Beaucoup de femmes ce matin devant la prison d’El Harrach. Des femmes en tenues kabyles. D’autres, arborant des motifs et des symboles berbères. Certaines avec des bouquets de roses. Elles étaient toutes souriantes. L’autre prisonnière du système était également présente : Nour El Houda Yasmine, l’étudiante incarcérée «arbitrairement»…
Beaucoup de ces femmes expriment leur joie avant l’heure. On s’embrasse. On se sert fort dans les bras. Fadila tout comme Amina sont toutes les deux fébriles. Six mois de séparation qui prennent fin. Deux jumelles séparées de leur autre moitié. Pour Fadila, «c’est un grand jour. Je ne remercierai jamais assez tous ceux qui ont lutté, soutenu, aidé ce combat pour la libération des détenus, le réseau, les gens du Hirak et en particulier le CNLD et les avocats pour l’immense travail réalisé. Nous resterons toujours cette grande famille des détenus d’opinion qui luttera jusqu’à la libération du dernier détenu…»

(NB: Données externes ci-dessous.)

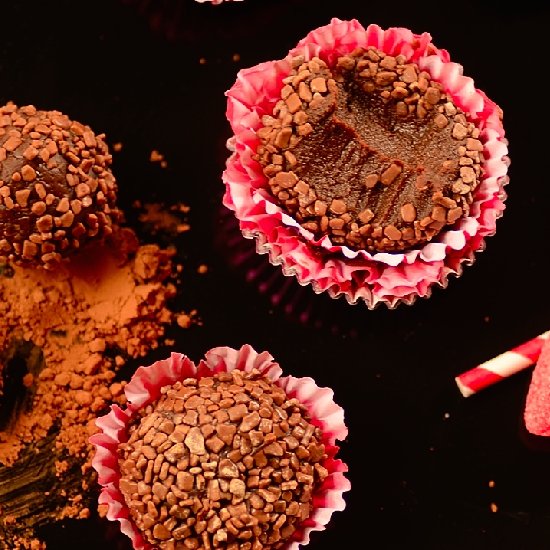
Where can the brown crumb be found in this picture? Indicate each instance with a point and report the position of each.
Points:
(159, 218)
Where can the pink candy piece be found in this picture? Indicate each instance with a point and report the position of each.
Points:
(496, 369)
(537, 405)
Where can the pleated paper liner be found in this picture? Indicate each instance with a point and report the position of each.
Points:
(390, 279)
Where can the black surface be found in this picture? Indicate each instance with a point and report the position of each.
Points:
(420, 455)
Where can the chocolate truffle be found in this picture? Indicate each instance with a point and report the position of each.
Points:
(56, 186)
(225, 461)
(372, 152)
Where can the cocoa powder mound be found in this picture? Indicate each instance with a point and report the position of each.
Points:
(78, 325)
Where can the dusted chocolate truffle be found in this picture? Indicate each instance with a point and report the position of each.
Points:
(221, 461)
(226, 453)
(372, 152)
(365, 163)
(56, 186)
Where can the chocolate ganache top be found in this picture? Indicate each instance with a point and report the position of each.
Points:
(372, 152)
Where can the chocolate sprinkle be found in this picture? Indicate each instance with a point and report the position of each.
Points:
(56, 187)
(228, 461)
(371, 152)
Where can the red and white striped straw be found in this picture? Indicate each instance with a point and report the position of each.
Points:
(494, 370)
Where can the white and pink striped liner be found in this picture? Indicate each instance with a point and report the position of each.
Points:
(388, 278)
(145, 388)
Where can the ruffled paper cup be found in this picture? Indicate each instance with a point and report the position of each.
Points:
(360, 276)
(145, 388)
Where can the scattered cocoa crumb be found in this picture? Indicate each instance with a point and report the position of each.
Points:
(82, 321)
(185, 320)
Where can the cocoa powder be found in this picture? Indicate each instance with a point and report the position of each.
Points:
(88, 316)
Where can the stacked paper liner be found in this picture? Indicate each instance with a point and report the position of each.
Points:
(360, 276)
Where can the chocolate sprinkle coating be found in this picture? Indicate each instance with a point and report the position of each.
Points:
(56, 187)
(371, 152)
(228, 461)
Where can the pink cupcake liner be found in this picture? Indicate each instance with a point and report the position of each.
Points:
(145, 388)
(215, 2)
(374, 278)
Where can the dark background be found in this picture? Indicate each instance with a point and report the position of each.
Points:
(420, 455)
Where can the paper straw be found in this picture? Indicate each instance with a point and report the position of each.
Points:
(494, 370)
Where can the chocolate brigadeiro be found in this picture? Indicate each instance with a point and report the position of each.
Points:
(56, 186)
(372, 153)
(365, 163)
(224, 458)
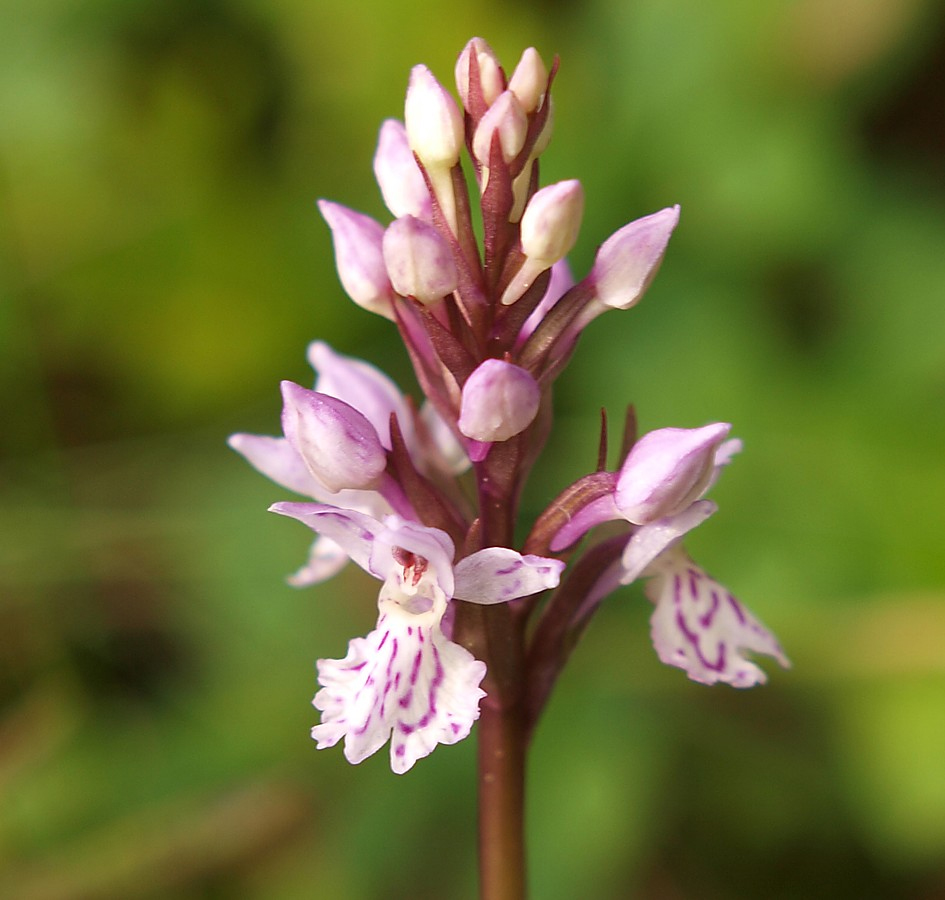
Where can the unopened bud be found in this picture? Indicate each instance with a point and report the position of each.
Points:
(357, 241)
(529, 80)
(491, 80)
(666, 471)
(629, 259)
(507, 118)
(419, 261)
(499, 401)
(338, 445)
(362, 386)
(549, 229)
(552, 220)
(398, 176)
(433, 121)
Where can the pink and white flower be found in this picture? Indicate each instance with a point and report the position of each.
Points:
(407, 681)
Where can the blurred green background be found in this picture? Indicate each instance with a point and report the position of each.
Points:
(162, 267)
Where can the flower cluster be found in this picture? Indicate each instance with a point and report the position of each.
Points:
(425, 498)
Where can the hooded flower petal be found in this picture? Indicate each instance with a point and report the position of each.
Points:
(336, 442)
(363, 386)
(497, 574)
(666, 470)
(277, 459)
(499, 400)
(700, 627)
(651, 540)
(325, 560)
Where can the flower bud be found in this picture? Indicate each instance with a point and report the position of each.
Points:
(666, 471)
(491, 80)
(419, 261)
(433, 121)
(549, 229)
(398, 176)
(358, 258)
(499, 401)
(362, 386)
(529, 80)
(506, 117)
(551, 221)
(338, 444)
(628, 260)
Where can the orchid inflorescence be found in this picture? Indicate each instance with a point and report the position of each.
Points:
(426, 498)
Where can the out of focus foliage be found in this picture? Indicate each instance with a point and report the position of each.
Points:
(162, 266)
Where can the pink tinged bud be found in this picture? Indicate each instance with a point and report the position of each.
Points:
(552, 220)
(549, 230)
(398, 176)
(529, 80)
(337, 443)
(499, 401)
(507, 119)
(433, 121)
(628, 260)
(491, 80)
(357, 240)
(419, 261)
(666, 471)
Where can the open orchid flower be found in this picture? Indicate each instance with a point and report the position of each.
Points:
(700, 627)
(406, 681)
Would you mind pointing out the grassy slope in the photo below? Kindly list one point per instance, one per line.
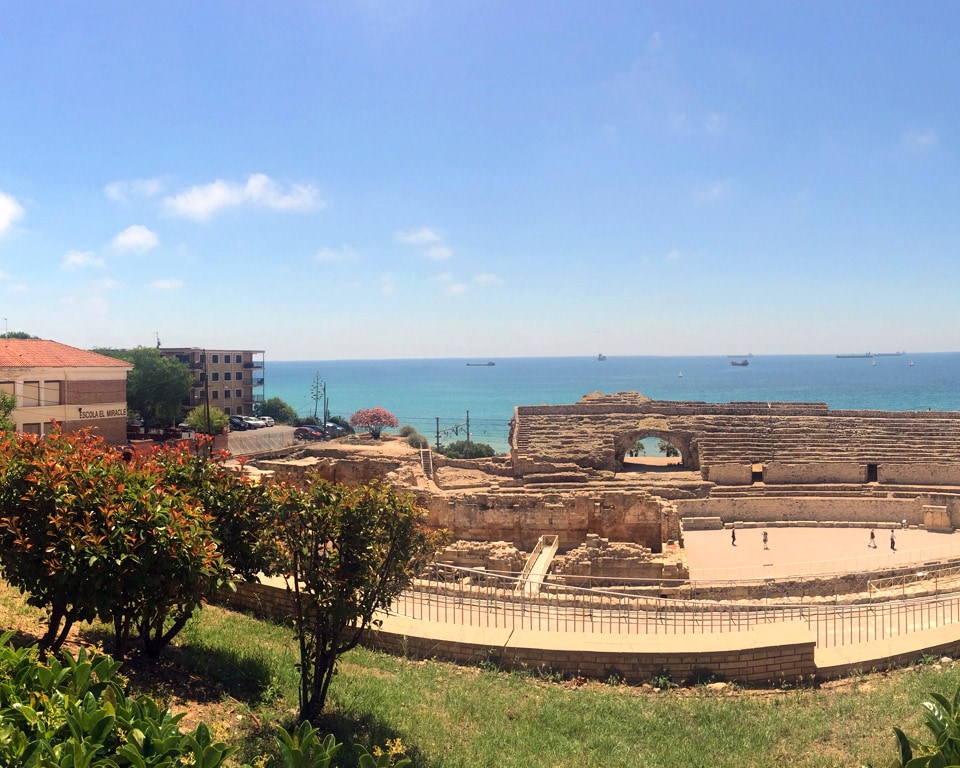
(237, 674)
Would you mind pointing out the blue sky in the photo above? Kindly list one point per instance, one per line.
(437, 178)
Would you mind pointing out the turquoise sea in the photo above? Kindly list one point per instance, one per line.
(428, 394)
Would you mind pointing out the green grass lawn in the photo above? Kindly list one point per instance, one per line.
(238, 675)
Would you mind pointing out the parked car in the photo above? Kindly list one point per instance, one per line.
(309, 432)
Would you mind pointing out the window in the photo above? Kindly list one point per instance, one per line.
(31, 395)
(51, 393)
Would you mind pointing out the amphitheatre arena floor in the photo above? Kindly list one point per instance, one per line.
(795, 551)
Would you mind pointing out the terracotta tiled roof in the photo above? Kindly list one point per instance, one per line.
(40, 353)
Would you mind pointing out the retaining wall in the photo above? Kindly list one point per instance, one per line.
(768, 654)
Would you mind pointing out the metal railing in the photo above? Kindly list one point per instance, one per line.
(477, 598)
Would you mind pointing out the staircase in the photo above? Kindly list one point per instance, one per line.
(426, 461)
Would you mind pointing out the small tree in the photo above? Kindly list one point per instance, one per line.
(667, 448)
(464, 450)
(156, 386)
(282, 412)
(7, 404)
(374, 420)
(209, 421)
(346, 554)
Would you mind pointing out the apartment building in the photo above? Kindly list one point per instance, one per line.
(53, 382)
(228, 379)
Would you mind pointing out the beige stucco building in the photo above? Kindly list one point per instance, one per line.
(53, 382)
(228, 379)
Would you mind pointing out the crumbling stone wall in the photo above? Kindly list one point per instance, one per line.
(523, 518)
(492, 555)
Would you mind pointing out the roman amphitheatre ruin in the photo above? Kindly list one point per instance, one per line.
(571, 555)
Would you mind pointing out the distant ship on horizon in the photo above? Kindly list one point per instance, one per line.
(872, 354)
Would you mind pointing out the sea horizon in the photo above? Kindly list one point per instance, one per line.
(444, 394)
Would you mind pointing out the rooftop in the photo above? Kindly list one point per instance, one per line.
(40, 353)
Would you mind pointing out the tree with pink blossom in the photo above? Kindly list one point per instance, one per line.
(374, 420)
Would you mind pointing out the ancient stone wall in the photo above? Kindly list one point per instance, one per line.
(919, 474)
(522, 518)
(729, 474)
(814, 472)
(807, 508)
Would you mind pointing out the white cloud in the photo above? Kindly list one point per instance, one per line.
(10, 211)
(921, 140)
(260, 191)
(124, 191)
(429, 240)
(136, 238)
(388, 283)
(81, 260)
(438, 252)
(422, 236)
(487, 279)
(329, 255)
(167, 285)
(451, 286)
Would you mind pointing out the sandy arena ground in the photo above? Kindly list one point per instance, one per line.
(807, 551)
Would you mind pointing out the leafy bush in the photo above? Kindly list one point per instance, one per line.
(374, 420)
(347, 553)
(74, 713)
(464, 450)
(88, 534)
(942, 718)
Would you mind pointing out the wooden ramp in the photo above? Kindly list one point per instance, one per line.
(535, 570)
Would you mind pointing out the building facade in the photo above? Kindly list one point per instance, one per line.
(228, 379)
(53, 382)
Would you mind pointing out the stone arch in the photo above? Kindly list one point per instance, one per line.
(679, 440)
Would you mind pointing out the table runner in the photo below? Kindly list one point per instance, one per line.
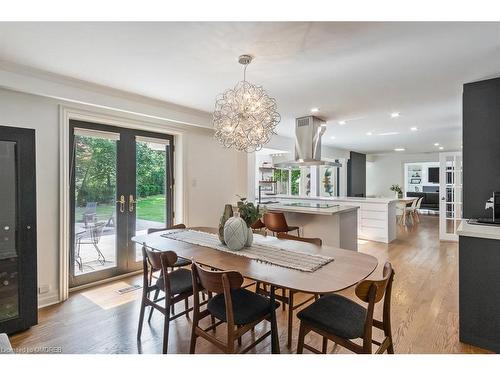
(258, 251)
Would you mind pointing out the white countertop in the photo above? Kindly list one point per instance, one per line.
(309, 210)
(340, 199)
(479, 231)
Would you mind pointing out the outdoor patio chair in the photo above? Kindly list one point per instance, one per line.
(91, 236)
(90, 214)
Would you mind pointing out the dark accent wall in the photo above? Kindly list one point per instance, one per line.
(356, 175)
(481, 145)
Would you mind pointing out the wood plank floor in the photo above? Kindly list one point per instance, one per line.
(424, 308)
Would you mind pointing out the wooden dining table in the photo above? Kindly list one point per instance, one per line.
(347, 268)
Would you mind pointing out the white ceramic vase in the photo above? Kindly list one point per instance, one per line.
(249, 238)
(235, 233)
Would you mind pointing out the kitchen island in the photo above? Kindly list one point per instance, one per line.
(376, 218)
(335, 224)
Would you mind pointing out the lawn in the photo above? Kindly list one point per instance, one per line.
(149, 208)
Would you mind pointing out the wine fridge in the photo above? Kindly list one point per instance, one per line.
(18, 258)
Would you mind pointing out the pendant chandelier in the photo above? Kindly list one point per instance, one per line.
(245, 117)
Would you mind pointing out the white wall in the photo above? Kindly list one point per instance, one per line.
(213, 176)
(384, 170)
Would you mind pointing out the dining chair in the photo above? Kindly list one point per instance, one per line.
(176, 286)
(289, 300)
(181, 262)
(408, 212)
(417, 209)
(276, 223)
(238, 307)
(341, 320)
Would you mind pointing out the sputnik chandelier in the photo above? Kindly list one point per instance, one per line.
(245, 117)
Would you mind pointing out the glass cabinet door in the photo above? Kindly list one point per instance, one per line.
(18, 278)
(450, 191)
(9, 261)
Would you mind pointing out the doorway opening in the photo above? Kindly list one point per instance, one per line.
(121, 185)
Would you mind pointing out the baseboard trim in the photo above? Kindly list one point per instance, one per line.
(105, 281)
(48, 299)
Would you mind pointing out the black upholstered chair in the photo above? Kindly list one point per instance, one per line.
(341, 320)
(239, 308)
(176, 285)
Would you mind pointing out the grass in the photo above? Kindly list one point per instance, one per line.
(149, 208)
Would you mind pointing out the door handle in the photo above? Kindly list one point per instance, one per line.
(131, 203)
(122, 203)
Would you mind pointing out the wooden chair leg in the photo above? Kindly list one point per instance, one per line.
(300, 343)
(324, 347)
(290, 318)
(194, 336)
(390, 348)
(141, 319)
(212, 319)
(157, 292)
(166, 325)
(239, 338)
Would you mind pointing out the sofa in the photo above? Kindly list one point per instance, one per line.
(430, 201)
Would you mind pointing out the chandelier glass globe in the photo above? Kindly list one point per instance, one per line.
(245, 117)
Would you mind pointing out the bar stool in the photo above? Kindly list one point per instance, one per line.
(276, 223)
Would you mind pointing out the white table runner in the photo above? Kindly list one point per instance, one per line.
(258, 251)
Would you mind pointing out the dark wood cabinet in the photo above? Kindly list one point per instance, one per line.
(18, 256)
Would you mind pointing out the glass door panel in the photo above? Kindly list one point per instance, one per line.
(121, 185)
(94, 200)
(9, 274)
(151, 187)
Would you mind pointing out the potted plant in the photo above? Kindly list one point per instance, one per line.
(250, 214)
(397, 191)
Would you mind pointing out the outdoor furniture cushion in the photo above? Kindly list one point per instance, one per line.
(337, 315)
(247, 306)
(180, 281)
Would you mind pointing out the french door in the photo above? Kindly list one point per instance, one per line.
(121, 185)
(450, 192)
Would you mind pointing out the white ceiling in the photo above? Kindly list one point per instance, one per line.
(359, 72)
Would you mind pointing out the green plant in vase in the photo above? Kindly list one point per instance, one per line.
(397, 190)
(327, 182)
(250, 213)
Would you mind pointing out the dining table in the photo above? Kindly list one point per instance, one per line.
(347, 268)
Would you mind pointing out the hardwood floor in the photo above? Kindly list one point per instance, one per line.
(424, 308)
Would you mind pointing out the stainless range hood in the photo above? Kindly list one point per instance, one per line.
(308, 133)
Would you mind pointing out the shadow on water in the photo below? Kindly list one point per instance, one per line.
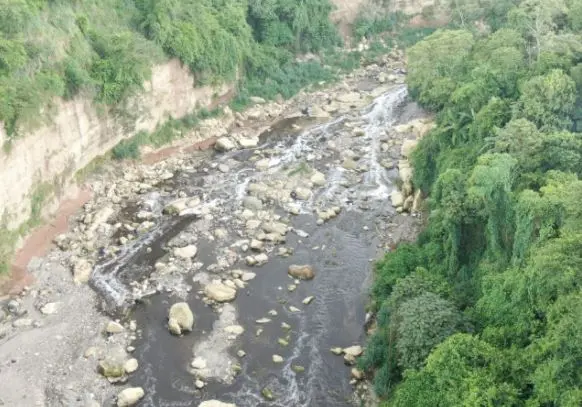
(340, 251)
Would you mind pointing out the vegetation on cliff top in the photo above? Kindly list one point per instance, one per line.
(105, 49)
(485, 308)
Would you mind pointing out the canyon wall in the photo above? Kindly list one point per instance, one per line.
(78, 133)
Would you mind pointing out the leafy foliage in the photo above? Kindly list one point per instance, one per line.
(107, 48)
(502, 168)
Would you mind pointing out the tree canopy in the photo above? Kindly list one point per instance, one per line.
(484, 309)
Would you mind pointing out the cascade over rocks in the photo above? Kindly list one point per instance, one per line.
(303, 272)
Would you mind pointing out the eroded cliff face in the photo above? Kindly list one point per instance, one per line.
(78, 133)
(347, 10)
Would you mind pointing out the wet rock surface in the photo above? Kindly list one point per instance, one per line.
(267, 241)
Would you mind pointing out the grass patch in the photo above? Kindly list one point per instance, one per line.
(171, 130)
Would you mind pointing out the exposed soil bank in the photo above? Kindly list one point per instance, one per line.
(200, 225)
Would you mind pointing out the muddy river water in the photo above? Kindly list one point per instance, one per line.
(328, 183)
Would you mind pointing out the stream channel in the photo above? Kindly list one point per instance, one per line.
(350, 151)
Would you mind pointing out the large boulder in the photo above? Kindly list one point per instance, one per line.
(220, 292)
(180, 319)
(215, 403)
(302, 272)
(130, 397)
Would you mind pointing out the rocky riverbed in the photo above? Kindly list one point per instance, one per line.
(234, 275)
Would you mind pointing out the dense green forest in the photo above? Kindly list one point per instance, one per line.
(106, 48)
(485, 309)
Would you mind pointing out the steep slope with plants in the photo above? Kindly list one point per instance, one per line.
(485, 308)
(78, 77)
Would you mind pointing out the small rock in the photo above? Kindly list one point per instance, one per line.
(186, 252)
(303, 193)
(349, 164)
(355, 350)
(13, 307)
(253, 203)
(298, 369)
(357, 374)
(248, 142)
(111, 367)
(199, 363)
(130, 397)
(318, 179)
(308, 300)
(302, 272)
(224, 144)
(22, 322)
(257, 100)
(397, 198)
(256, 245)
(263, 321)
(408, 147)
(234, 330)
(50, 308)
(248, 276)
(180, 318)
(82, 270)
(278, 359)
(358, 132)
(261, 259)
(114, 327)
(130, 366)
(220, 292)
(349, 359)
(215, 403)
(267, 394)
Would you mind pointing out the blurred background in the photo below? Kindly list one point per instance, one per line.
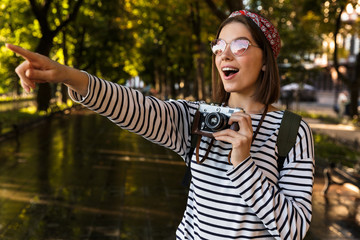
(52, 170)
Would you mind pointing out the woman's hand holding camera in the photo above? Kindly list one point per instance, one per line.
(40, 69)
(240, 140)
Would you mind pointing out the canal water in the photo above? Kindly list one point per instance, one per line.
(79, 176)
(15, 105)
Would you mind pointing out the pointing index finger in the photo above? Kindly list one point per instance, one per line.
(28, 55)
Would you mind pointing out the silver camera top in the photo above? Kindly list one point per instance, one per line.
(209, 108)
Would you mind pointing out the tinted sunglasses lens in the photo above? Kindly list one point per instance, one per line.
(218, 46)
(239, 46)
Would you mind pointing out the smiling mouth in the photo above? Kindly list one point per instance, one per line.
(229, 71)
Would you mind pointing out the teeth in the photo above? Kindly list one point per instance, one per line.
(229, 69)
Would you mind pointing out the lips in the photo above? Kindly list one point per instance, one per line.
(229, 72)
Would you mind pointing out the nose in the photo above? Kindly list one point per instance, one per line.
(227, 54)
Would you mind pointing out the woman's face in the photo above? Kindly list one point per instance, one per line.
(245, 68)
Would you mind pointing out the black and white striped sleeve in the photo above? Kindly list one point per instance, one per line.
(286, 208)
(166, 123)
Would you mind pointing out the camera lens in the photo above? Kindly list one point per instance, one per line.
(215, 121)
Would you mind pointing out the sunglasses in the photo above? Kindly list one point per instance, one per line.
(237, 46)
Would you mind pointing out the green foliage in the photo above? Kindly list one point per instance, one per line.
(117, 40)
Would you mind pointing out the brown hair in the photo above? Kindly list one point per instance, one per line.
(268, 90)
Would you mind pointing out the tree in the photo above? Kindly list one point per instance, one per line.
(51, 24)
(352, 82)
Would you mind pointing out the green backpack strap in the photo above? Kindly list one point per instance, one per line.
(287, 136)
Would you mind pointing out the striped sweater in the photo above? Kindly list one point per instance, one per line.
(250, 201)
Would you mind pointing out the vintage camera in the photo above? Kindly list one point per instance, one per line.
(213, 118)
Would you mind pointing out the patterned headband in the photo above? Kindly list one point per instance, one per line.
(266, 27)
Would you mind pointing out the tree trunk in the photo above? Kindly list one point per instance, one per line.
(198, 56)
(355, 84)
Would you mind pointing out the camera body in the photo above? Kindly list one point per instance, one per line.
(212, 118)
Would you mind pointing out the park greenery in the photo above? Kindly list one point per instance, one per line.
(164, 42)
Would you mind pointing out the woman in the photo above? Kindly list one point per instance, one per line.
(237, 192)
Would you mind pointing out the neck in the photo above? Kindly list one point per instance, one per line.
(247, 103)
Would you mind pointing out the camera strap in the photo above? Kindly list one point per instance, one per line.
(207, 151)
(256, 130)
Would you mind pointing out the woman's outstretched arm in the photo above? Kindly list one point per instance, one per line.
(40, 69)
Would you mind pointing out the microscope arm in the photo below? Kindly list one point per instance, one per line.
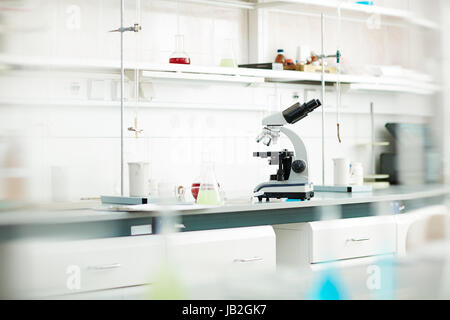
(299, 148)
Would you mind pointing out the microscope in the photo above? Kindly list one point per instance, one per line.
(292, 178)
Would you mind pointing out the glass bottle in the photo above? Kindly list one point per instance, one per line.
(228, 57)
(280, 58)
(179, 56)
(209, 193)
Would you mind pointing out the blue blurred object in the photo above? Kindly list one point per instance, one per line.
(328, 286)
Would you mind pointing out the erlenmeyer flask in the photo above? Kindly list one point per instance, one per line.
(179, 56)
(228, 57)
(209, 193)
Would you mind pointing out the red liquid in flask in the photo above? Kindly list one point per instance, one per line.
(180, 60)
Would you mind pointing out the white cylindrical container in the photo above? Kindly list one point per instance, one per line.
(357, 173)
(341, 172)
(139, 175)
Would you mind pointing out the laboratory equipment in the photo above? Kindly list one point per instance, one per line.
(266, 66)
(292, 178)
(138, 173)
(208, 193)
(179, 56)
(228, 56)
(341, 171)
(356, 174)
(280, 58)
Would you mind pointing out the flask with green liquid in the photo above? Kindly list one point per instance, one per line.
(209, 192)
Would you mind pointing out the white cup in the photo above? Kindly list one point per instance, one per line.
(139, 178)
(357, 173)
(341, 172)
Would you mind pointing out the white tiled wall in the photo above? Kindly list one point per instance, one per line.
(185, 119)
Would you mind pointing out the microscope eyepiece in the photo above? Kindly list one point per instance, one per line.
(299, 111)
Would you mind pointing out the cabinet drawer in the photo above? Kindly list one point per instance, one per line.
(324, 241)
(352, 238)
(43, 269)
(55, 268)
(226, 250)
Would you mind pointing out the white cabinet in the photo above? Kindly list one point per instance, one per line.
(324, 241)
(226, 250)
(418, 227)
(42, 269)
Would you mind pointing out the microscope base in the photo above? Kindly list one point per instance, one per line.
(303, 196)
(291, 192)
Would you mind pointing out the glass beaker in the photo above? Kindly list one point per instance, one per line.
(228, 57)
(209, 193)
(179, 56)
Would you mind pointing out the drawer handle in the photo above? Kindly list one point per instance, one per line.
(248, 260)
(358, 240)
(105, 267)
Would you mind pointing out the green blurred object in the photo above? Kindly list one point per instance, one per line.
(167, 285)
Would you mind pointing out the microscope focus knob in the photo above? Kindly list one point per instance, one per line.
(298, 166)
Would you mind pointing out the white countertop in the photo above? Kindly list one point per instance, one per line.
(94, 212)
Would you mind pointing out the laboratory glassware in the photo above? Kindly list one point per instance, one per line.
(280, 58)
(228, 56)
(179, 56)
(209, 192)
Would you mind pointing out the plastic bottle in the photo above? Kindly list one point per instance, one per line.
(179, 56)
(209, 193)
(280, 58)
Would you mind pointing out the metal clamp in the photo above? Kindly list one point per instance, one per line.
(135, 28)
(105, 267)
(248, 260)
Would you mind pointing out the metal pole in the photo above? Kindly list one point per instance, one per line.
(122, 79)
(372, 140)
(323, 100)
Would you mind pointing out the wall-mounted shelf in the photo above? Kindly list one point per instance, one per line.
(305, 6)
(175, 72)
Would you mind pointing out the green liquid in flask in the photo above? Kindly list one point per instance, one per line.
(208, 197)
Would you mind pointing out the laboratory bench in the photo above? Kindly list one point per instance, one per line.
(240, 238)
(101, 222)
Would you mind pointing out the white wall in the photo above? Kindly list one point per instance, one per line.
(186, 118)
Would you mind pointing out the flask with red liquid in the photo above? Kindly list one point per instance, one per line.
(179, 56)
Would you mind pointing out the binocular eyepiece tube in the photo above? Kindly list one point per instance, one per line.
(299, 111)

Derrière la foule compacte, un peu en retrait, les filles Smallah. Toujours présentes. Toujours aussi tristes à cause de l’absence d’un père aimant. Et puis il y a les membres actifs du CNLD, ceux du Réseau de lutte contre la répression, Fethi Gherras du MDS et son épouse et non moins militante. Youcef Tazibt et des membres de la direction du PT sont également présents. Du côté du RCD, on reconnaît surtout Feta Sadat, de la direction du parti et beaucoup de militants. Du côté des avocats, on croise le visage souriant de Leïla Djerdjer, alors que Aouicha Bakhti et Samira Nemar, avec beaucoup d’autres avocats, dont Me Assoul et Bouchachi, sont mobilisés au tribunal de Sidi M’hamed pour le procès des neuf activistes du Hirak dont le trublion Raouf Raïs.
L’ambiance est sereine. Calme. Il est 8h30. Quelques 200 personnes prennent leur mal en patience tels des hérauts attendant la sortie de leurs héros. Et puis, quelques minutes plus tard, une silhouette se profile devant l’entrée de la prison. Pour Samira, c’est désormais la sortie…

Les héros du Hirak
Il est 8h35 exactement. Samira, sereine, avance d’un pas calme, majestueusement vers la foule qui scande son prénom et tente de briser le cordon de police. Seule Fadila réussira à le franchir pour aller à la rencontre de cette sœur tant attendue depuis des mois, tandis qu’un policier refuse à Amina ce simple droit. Samira arrive dans la foule et celle-ci s’en empare. Difficile de l’approcher tant la masse est dense. La famille, les amis, tout le monde tente de la toucher, de l’embrasser. Certains réussiront quand même l’exploit d’un selfie au milieu de cette cohue.
On lui fait endosser un burnous immaculé. On lui offre des roses et des mots gentils et pleins de reconnaissance. Samira est heureuse, mais aussi très fatiguée. Elle a peu ou pas dormi cette nuit à la veille de ces grandes retrouvailles. Bien qu’elle n’ait pas pu résister à l’émotion et aux larmes, alors que la foule scandait «Djazaïr horra democratiya», ce que l’on découvre, surtout, c’est une femme déterminée, que la prison n’a pas réussi à dompter. La foule la porte haut et scande «anwa wiggi imazighen» (qui sommes-nous ? Des Amazighs) et «dawla madaniya machi askaria» (Etat civil et non militaire).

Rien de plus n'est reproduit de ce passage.